Editor’s Note:
The adage about teaching an “old dog” and “new tricks” took an unexpected twist in Denver during the annual meeting of the American Association of Dermatologists. Turning 68 in May, this “old dog” didn’t learn a new trick; he learned a new word: iatrogenic. As published in The Road Less Traveled… (April 15, 2014, page 11)
What makes this new word so interesting is that it actually defined what happened to me between two major milestones:
✽ The first appearance of a dime-sized rash on my forehead on August 8, 2012
✽ My official PRP diagnosis 108 days later on November 28, 2012
First, the story…
By the time I was able to schedule an appointment with my dermatologist it was early September. The dime was now a quarter. She thought it was seborrheic dermatitis, gave me some meds and said to come back in two weeks.
Two weeks later the quarter was a bar the size of a dollar bill. I was clearly the victim of inflation.
Over the next four weeks I began a series of inconclusive biopsies, an ever-increasing regimen of prednisone, and the predictable mantra: “Come back in two weeks.”
The red skin continued to march down my body like General Sherman to the sea. A few days before the Marine Corps Birthday (November 10) the prednisone dosage in the evening was increased to 60 mg. On the second night my sleep was rudely interrupted by a parade of brightly colored tropical fish and a yellow rubber duck of biblical proportions.
I woke up my wife and told her it was time for the ER and, by the way, we might need a truck for the duck.
I was admitted to the Medical Center of Plano and spent a week that included another inconclusive biopsy and an infection that required some “heavy-duty” antibiotics.” I left the hospital without a diagnosis.
Two weeks later I had a follow-up appointment with the dermatologist who had been called in when I was hospitalized. By now I was in full bloom from head to toe. I must have reached some equivalent of PRP Critical Mass. He instructed the dermatopathologist to consider PRP. He did and I finally got my PRP diagnosis.
Now, the word….
So, what does the word Iatrogenic actually mean?

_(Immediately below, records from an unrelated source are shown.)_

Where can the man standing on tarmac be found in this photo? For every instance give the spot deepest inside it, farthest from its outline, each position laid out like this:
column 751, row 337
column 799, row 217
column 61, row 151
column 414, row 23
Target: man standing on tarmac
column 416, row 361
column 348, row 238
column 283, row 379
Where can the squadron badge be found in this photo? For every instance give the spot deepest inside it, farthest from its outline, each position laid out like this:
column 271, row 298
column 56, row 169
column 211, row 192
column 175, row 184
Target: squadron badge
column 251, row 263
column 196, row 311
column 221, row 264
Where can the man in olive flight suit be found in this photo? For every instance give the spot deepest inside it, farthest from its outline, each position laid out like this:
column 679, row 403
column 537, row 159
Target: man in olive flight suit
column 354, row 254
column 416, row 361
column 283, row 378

Iatrogenic is an adjective that fits comfortably before the word “effect”. In my case the iatrogenic effect was the impact that the excessive use of prednisone had on the PRP patient who hallucinated and required hospitalization. It wasn’t PRP that put me in the hospital; it was the 60 mg. of prednisone that did.
Use of the term iatrogenic refers to any adverse condition in a patient resulting from treatment by a physician, nurse, or allied health professional. Iatrogenic does not apply to a disease that is running it’s course—no matter how devastating that course might be. The physical agony we experience waiting for a PRP diagnosis is not iatrogenic.
During a Saturday Forum, Dr. Eliot N. Mostow, (Akron, OH) offered his opinion on ways to prevent “iatrogenic” errors.
✽ Avoid shortcut thinking that doesn’t consider multiple possibilities
✽ Don’t latch onto a single diagnosis too quickly and too firmly
✽ Don’t depend on confirmation. You may see only the landmarks you expect to see and neglect those that contradict what you do not see.
✽ Don’t judge the likelihood of an event by the ease with which relevant examples come to mind.
How likely is it that PRP will “come to mind”. This it the reason we need to enlighten dermatologists and dermatopathologists.